I nodded and clung to him, my legs strangely weak. As in a dream I watched the dragon pick up his jewels one by precious one and place them in a pouch of skin beneath his jaw, lastly his precious pearl, which he rolled around his forked tongue for a moment before placing it with the others. He was no longer a blue dragon, he was a pearl-pink dragon, and even the long whiskers on his jaw curled and vibrated as if fired with his new vitality. He gazed around the cave, and then at us, and in his eyes was a remoteness, as if we and the cave were discarded bones and his eyes were on another prey.
"That is all, then.
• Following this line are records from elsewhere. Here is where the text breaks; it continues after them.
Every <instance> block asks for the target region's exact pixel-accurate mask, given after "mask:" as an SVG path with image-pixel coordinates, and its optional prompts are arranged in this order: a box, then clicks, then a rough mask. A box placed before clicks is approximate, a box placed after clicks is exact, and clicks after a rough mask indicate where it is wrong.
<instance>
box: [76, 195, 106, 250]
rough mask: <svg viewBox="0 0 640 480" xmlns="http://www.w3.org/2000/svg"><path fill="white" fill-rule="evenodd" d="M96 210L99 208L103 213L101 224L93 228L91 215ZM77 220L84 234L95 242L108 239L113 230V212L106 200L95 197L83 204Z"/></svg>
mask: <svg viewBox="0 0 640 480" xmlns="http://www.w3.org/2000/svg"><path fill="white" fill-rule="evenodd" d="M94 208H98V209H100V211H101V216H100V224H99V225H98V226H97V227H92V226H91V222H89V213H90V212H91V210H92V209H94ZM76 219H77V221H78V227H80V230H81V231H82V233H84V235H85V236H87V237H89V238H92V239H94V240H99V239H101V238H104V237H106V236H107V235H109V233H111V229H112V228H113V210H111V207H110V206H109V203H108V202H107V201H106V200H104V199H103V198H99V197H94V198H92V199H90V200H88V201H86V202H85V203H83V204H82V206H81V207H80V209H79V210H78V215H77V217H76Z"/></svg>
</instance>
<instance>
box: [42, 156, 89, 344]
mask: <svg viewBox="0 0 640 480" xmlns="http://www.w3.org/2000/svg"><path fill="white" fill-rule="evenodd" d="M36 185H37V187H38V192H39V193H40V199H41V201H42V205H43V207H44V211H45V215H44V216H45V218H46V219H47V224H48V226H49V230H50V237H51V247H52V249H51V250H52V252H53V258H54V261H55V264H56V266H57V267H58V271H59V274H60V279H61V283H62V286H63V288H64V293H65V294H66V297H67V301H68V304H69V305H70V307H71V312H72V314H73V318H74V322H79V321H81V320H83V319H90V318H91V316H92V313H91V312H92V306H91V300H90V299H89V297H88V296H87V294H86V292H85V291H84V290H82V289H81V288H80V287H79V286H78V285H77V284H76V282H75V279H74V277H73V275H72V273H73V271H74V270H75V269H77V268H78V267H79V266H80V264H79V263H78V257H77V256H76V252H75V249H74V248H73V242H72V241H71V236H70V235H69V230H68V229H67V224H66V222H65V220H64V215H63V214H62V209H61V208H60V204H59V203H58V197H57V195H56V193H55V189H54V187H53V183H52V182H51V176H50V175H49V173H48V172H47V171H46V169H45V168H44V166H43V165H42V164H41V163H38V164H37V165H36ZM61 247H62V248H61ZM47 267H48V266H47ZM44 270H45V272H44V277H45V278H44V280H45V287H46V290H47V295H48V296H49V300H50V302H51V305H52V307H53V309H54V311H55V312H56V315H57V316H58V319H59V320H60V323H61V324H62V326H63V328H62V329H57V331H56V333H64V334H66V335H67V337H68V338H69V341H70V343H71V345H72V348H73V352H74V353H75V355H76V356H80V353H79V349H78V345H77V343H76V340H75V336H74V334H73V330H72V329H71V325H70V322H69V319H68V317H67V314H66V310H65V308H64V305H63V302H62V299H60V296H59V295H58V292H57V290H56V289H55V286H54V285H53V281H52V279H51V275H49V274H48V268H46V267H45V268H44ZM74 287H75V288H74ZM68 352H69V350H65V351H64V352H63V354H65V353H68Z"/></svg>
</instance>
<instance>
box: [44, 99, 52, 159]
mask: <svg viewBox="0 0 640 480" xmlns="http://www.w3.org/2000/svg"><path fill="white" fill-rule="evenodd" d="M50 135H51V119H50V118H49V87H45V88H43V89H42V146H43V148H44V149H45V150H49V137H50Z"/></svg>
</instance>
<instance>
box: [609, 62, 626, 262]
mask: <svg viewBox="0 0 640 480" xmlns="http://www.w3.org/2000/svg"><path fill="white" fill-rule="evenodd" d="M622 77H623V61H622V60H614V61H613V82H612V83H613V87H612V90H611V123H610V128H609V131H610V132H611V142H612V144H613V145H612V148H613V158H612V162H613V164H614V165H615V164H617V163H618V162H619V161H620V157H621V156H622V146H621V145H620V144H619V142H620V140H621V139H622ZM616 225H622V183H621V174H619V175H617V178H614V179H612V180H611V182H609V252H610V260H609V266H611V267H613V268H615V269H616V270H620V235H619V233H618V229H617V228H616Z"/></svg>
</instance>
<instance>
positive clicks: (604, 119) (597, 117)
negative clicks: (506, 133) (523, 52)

Farewell to my imprisonment, and farewell to you, my deliverers."
With a scrabble of impatient claws upon stone he moved once
more toward the opening of the cave.
"Wait!" called Conn. "The gold—the silver—you have left it!" He gestured to the shelves round the cave.
"Keep it: it is yours. You deserve it. The jewels were what mattered . . ." and he was gone, launching himself in a clatter of wings into the sunset.
The wind of his passing scuffled the dust in a spiral over the spot where his jewels had lain. When it settled there was no sign of their presence. It was as if they had never been.